L’homme trophée 2 – l’hallali

Quelques jours plus tard, Judith et Victor entrèrent à l’Overside, club libertin parisien célèbre pour ses fameuses soirées mixtes du dimanche soir. Victor qui ne fréquentait pas ce milieu ne se sentait pas à son aise.

-    Elle arrive quand ta copine ?
-    Dans une petite heure, le temps de finir sa soirée d’au revoir. On peut manger un truc en attendant.
-    Oui, n’empêche qu’on aurait été mieux chez moi.
-    Avec ton colocataire qui écoute aux portes ?
-    Tu trouves que c’est mieux ici ? Non seulement on va nous entendre mais aussi nous mater ! T’as pas vu la haie d’honneur des mecs qui attendent pour rentrer ?
-    T’inquiète pas darling, il ne peut rien arriver à un grand garçon comme toi ! Ludivine m’a dit qu’on peut vraiment s’éclater dans cette boîte. Il paraît que tout est bien géré et que les gens sont respectueux.
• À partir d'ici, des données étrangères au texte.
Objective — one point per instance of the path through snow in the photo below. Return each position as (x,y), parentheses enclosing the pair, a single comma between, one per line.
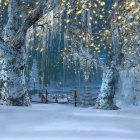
(64,122)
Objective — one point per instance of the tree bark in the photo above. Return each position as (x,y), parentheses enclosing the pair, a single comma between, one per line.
(107,91)
(110,74)
(14,91)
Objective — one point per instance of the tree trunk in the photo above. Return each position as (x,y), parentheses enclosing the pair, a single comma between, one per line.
(110,75)
(107,91)
(14,91)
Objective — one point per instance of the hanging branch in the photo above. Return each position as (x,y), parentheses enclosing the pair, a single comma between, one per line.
(34,16)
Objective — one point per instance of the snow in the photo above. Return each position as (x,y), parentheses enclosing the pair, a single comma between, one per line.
(65,122)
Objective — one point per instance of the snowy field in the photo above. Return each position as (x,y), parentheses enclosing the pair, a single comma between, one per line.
(64,122)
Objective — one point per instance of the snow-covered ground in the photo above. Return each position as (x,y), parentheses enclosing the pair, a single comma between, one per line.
(65,122)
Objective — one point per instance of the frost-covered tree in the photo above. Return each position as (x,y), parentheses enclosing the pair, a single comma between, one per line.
(89,31)
(13,52)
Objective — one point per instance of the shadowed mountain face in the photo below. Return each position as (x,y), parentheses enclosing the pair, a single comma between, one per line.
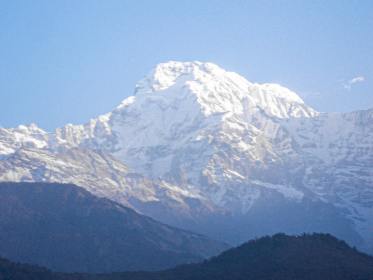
(280,257)
(204,149)
(65,228)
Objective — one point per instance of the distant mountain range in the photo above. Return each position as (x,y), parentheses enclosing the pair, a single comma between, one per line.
(280,257)
(204,149)
(67,229)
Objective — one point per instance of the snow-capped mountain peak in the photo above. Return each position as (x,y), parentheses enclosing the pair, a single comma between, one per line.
(213,140)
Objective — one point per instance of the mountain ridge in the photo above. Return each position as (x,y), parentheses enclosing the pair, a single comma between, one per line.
(230,146)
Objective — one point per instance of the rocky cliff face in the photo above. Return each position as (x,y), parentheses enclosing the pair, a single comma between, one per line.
(221,155)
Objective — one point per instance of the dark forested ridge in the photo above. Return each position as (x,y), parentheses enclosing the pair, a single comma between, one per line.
(280,257)
(67,229)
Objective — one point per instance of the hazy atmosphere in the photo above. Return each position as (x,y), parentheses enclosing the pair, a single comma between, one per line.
(88,55)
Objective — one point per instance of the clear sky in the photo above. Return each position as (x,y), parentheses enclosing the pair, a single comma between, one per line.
(67,61)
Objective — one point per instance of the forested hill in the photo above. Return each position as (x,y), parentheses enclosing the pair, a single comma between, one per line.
(280,257)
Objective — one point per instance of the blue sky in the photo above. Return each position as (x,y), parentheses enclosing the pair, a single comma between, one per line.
(68,61)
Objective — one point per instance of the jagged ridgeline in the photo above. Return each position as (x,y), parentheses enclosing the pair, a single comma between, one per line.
(204,149)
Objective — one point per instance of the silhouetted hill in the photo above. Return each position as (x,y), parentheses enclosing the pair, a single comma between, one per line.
(65,228)
(280,257)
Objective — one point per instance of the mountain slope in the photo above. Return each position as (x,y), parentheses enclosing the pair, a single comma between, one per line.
(224,154)
(279,257)
(65,228)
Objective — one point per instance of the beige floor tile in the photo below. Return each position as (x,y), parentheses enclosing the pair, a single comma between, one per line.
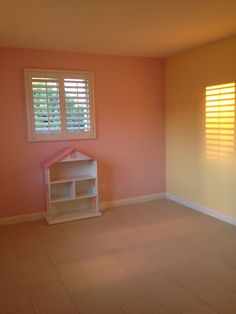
(169,292)
(76,277)
(215,295)
(25,311)
(221,249)
(28,247)
(13,294)
(106,270)
(219,271)
(201,310)
(110,263)
(145,306)
(6,242)
(187,273)
(46,234)
(51,298)
(37,270)
(62,252)
(96,302)
(9,263)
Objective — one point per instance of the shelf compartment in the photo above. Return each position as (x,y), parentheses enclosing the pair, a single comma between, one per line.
(72,178)
(85,187)
(72,210)
(62,191)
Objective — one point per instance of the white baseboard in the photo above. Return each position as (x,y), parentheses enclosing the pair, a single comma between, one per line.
(22,218)
(202,209)
(102,205)
(131,200)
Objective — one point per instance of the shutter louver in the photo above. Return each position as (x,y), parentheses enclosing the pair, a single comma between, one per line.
(220,120)
(46,105)
(77,102)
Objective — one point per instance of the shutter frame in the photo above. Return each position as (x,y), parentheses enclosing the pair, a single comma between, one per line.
(82,133)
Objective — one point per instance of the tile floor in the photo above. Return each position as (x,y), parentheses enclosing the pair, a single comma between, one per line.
(156,257)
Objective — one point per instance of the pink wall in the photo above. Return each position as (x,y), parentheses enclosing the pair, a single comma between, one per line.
(129,99)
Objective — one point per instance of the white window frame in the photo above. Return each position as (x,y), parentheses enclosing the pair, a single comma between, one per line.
(64,134)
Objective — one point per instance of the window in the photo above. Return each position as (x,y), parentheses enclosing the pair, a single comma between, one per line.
(59,105)
(220,120)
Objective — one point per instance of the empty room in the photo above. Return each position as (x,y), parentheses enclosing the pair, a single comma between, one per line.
(118,157)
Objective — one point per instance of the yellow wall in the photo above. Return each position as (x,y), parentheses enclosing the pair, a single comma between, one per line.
(190,175)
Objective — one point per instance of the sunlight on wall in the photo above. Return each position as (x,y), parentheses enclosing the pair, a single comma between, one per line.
(220,121)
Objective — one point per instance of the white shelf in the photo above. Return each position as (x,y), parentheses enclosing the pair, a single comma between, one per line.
(72,178)
(66,217)
(65,198)
(71,188)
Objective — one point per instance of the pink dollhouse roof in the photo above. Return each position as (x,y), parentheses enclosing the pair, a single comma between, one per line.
(58,156)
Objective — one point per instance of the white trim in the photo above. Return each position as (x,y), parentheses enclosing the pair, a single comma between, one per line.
(208,211)
(22,218)
(131,200)
(102,205)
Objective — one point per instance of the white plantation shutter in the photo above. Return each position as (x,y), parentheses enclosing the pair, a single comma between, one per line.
(46,105)
(60,105)
(77,104)
(220,120)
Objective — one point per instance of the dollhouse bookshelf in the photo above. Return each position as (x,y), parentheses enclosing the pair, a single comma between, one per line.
(71,187)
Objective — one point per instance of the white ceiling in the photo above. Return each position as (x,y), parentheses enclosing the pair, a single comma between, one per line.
(152,28)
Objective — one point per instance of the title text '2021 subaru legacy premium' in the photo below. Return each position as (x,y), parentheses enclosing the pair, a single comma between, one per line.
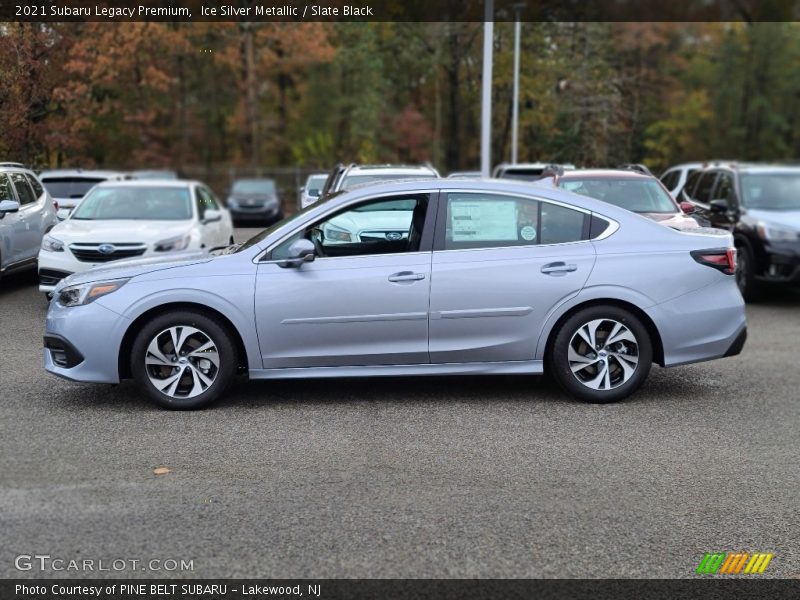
(490,278)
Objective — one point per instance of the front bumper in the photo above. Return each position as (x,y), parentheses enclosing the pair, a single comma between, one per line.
(82,343)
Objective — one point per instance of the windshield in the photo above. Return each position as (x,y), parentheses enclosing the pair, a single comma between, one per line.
(635,195)
(356,180)
(254,186)
(69,187)
(771,191)
(136,203)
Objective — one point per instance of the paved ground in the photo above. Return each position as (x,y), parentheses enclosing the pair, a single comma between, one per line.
(451,477)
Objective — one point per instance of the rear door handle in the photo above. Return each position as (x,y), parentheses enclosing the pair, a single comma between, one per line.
(406,276)
(558,268)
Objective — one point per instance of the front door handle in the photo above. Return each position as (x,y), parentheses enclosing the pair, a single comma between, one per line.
(558,268)
(406,276)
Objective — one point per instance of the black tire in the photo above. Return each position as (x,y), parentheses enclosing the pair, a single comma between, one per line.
(745,274)
(559,363)
(208,327)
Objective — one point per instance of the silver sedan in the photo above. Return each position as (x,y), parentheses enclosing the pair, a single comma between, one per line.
(489,277)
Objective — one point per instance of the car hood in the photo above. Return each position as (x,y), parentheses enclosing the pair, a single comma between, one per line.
(379,219)
(127,268)
(677,220)
(119,231)
(790,218)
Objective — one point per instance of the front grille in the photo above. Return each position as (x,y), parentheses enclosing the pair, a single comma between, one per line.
(106,252)
(51,276)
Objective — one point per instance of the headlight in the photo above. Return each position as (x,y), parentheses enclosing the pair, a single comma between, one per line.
(85,293)
(777,233)
(177,243)
(337,234)
(51,244)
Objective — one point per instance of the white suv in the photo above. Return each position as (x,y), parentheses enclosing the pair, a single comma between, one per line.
(27,213)
(128,219)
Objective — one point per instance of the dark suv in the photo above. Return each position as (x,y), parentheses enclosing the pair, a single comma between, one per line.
(760,205)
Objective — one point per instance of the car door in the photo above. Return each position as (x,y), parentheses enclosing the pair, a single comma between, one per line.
(30,238)
(501,263)
(364,299)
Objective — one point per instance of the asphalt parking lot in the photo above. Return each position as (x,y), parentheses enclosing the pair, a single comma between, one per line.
(445,477)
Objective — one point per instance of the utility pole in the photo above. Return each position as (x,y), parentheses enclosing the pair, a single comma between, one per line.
(515,108)
(486,88)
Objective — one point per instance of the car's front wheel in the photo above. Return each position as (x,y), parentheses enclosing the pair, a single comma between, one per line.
(183,360)
(601,354)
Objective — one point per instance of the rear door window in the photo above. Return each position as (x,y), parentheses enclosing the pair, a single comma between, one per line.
(6,192)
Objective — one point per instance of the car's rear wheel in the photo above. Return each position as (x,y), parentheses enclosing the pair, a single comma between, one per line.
(183,360)
(745,274)
(601,354)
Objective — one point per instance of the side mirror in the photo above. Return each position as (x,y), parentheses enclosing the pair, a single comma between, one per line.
(300,252)
(9,206)
(719,205)
(211,216)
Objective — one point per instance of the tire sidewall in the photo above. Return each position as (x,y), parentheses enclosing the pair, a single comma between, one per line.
(559,363)
(216,332)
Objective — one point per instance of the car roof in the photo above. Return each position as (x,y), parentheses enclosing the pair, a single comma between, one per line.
(604,174)
(77,173)
(128,183)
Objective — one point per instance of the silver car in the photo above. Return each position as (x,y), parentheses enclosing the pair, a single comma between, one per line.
(27,213)
(492,277)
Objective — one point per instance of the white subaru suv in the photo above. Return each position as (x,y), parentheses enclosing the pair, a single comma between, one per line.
(129,219)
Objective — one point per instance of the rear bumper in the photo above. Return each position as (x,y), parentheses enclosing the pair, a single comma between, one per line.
(702,325)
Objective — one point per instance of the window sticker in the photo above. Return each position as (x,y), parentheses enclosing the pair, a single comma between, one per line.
(481,220)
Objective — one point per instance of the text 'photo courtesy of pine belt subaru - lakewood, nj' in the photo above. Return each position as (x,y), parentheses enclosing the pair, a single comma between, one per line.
(491,277)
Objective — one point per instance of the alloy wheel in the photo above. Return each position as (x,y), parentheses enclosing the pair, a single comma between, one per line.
(603,354)
(182,362)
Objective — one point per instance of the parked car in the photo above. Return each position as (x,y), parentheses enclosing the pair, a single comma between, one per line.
(126,219)
(760,205)
(154,174)
(628,189)
(68,186)
(491,277)
(348,177)
(255,200)
(675,177)
(27,213)
(526,171)
(310,192)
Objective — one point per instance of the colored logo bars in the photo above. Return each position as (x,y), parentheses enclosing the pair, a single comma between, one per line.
(733,563)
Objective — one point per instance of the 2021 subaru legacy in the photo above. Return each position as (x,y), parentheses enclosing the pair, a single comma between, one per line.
(492,277)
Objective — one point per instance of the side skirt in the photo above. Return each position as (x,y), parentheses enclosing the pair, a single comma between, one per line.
(522,367)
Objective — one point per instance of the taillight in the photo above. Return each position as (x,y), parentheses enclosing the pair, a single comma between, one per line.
(722,259)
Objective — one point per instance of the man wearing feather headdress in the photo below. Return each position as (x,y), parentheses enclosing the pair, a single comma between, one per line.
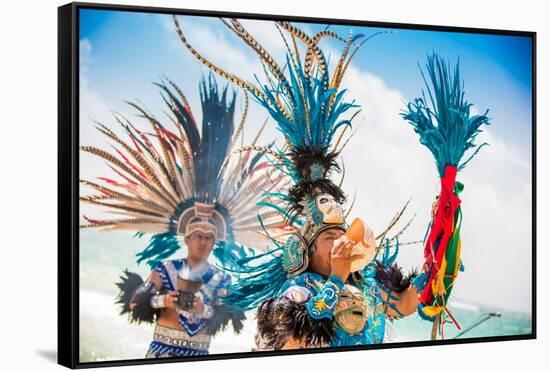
(184,185)
(319,286)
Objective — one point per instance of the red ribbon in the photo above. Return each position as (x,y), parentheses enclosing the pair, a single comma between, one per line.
(441,230)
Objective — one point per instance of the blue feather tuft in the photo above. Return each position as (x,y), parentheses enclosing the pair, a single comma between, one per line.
(444,121)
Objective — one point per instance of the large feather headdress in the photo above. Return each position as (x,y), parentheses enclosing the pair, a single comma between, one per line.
(174,182)
(306,103)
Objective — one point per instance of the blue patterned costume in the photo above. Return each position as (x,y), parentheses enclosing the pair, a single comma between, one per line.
(193,337)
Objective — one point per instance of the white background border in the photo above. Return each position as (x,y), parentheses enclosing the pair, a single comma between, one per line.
(28,153)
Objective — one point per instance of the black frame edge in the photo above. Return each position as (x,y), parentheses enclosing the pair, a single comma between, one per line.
(67,325)
(68,162)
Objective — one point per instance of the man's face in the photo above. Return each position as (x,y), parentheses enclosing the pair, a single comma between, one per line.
(331,209)
(200,244)
(320,259)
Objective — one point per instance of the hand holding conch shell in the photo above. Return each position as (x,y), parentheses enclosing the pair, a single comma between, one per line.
(363,236)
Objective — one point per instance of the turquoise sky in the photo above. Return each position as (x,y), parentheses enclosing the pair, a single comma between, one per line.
(132,48)
(122,53)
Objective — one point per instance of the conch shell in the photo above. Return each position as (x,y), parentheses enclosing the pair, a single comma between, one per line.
(363,236)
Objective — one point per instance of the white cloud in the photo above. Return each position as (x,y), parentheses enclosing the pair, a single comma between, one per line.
(386,165)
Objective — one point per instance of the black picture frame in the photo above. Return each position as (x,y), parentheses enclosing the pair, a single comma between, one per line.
(68,180)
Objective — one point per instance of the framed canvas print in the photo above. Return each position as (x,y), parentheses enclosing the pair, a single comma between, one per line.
(245,185)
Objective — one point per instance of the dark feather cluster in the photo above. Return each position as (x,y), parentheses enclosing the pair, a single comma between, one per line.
(220,319)
(298,193)
(302,160)
(280,319)
(143,312)
(392,277)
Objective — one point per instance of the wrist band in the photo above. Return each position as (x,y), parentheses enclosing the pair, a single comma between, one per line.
(158,301)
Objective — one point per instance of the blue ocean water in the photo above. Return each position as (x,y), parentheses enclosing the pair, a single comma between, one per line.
(105,335)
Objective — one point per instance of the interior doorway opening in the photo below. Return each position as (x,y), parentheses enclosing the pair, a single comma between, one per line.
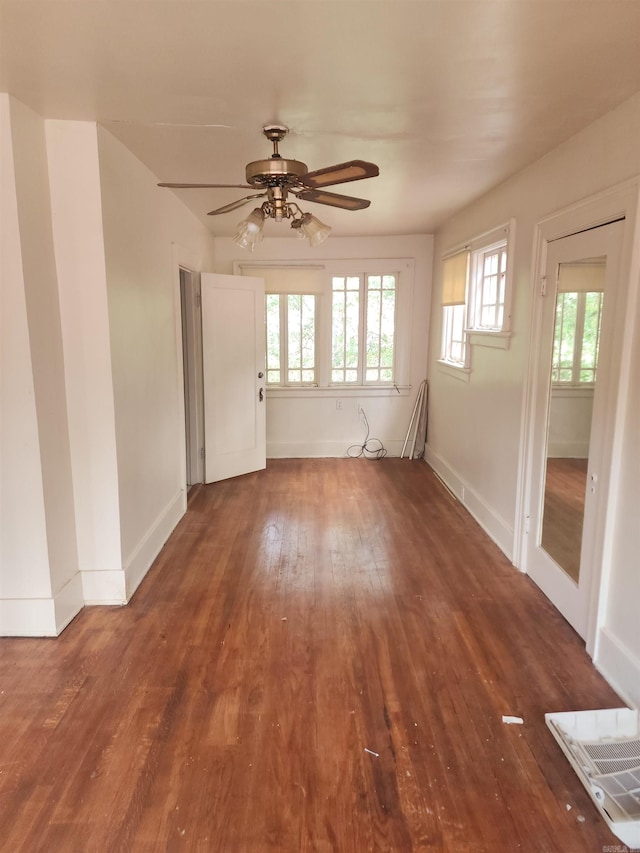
(192,375)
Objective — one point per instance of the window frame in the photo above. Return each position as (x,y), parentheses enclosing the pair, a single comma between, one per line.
(404,270)
(285,368)
(474,334)
(364,331)
(578,343)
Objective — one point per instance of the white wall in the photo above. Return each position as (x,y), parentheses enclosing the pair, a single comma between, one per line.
(92,433)
(74,181)
(309,424)
(570,413)
(142,226)
(45,594)
(475,429)
(25,583)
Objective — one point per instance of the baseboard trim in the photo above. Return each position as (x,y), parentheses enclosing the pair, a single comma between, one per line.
(27,617)
(323,449)
(493,525)
(141,559)
(619,666)
(68,602)
(104,587)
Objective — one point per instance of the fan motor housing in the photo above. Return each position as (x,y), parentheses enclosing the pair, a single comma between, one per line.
(274,172)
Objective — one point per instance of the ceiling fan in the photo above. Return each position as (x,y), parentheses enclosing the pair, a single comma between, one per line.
(277,178)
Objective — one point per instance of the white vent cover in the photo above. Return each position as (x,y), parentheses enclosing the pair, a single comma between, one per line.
(603,748)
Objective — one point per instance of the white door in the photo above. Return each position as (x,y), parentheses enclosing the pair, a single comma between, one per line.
(233,355)
(573,413)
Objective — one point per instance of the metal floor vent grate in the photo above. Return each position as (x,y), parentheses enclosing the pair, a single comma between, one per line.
(603,747)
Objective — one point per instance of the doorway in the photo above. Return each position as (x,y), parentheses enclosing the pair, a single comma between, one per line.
(192,375)
(573,402)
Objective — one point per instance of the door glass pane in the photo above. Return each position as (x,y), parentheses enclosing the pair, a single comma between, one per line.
(573,376)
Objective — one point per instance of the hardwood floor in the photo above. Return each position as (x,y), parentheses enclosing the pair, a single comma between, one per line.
(564,496)
(319,660)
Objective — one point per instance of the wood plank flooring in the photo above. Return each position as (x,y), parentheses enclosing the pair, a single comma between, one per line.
(319,660)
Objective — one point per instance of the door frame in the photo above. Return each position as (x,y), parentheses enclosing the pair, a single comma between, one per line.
(618,202)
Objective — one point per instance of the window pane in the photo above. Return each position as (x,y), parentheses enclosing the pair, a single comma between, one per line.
(294,347)
(381,303)
(345,326)
(301,322)
(489,288)
(564,337)
(453,338)
(591,335)
(272,302)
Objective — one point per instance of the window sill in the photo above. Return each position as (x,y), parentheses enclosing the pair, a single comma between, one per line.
(339,391)
(461,373)
(486,338)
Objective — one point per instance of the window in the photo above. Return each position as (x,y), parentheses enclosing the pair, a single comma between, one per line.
(337,328)
(454,311)
(489,274)
(576,338)
(291,338)
(363,328)
(476,297)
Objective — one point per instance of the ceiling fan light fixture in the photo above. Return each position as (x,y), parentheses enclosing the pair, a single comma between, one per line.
(249,232)
(309,226)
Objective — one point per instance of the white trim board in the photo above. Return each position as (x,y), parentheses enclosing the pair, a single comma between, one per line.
(495,527)
(142,557)
(619,666)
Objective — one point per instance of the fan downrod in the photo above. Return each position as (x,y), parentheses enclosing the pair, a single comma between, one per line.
(275,133)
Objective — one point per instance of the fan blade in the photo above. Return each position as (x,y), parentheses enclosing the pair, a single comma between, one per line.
(347,202)
(206,186)
(227,208)
(354,170)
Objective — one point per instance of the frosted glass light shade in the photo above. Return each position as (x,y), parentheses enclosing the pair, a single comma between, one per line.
(315,231)
(249,232)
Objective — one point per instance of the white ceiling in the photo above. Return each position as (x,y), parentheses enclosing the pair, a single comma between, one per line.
(448,97)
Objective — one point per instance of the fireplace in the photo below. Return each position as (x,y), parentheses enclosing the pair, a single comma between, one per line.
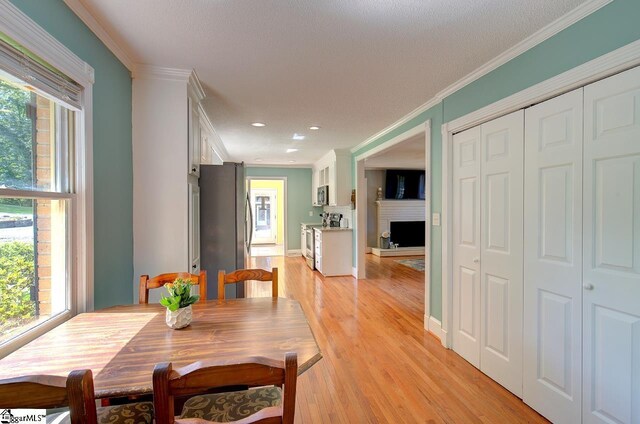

Judith et Victor furent conduits par le personnel vers un somptueux buffet que des couples de tous âges butinaient. S’il n’y avait pas eu ces alcôves encore vides, disposées le long d’un couloir à l’entrée du club, ils auraient pu s’imaginer dans une simple discothèque. La musique battait déjà son plein et la piste de danse, assez grande, entourée de podiums ornés de barre de pole dance, était peu à peu prise d’assaut par des couples de fêtards hétéroclites. Du balcon qui surplombait la piste, Judith et Victor assis côte à côte terminaient leur dîner en observant la faune qui, si elle était apparemment libertine au vu des tenues outrageuses de certaines femmes et des caresses impudiques de certains couples, n’apparaissait pas particulièrement portée sur l’échangisme. D’ailleurs, aucun couple n’était venu les aborder. « On va danser ? » proposa Judith à Victor, qui la suivit rasséréné, mais toutefois impatient que la fameuse Ludivine arrive.

Ils se dandinèrent tant et si bien sur la piste, qu’ils ne virent pas qu’on enlevait le buffet pendant que des hommes seuls faisaient leur apparition ici et là. À  l’image des couples présents, certains avaient l’apparence d’hommes d’affaire propres sur eux, d’autres de clubbers avertis. Sous le feu roulant des regards masculins, Judith semblait déchainée alors que Victor apparaissait fatigué et inquiet. «  Tu peux aller au vestiaire pour voir si Ludivine a laissé un message sur mon portable ? »  lui cria-t-elle à l’oreille. Victor hésita un instant à empoigner Judith manu militari pour sortir aussitôt de ce club, mais l’espoir de culbuter deux jolies femmes était plus grand que son angoisse, et il s’éclipsa momentanément. Pour la meute des hommes seuls, c’était l’hallali. Chacun d’entre eux vint tenter sa chance tour à tour ou deux par deux, les plus audacieux n’hésitant pas à saisir Judith par les hanches, les plus timides se contentant de lui sourire ostensiblement. Sans cesser de danser, Judith repoussait les plus collants.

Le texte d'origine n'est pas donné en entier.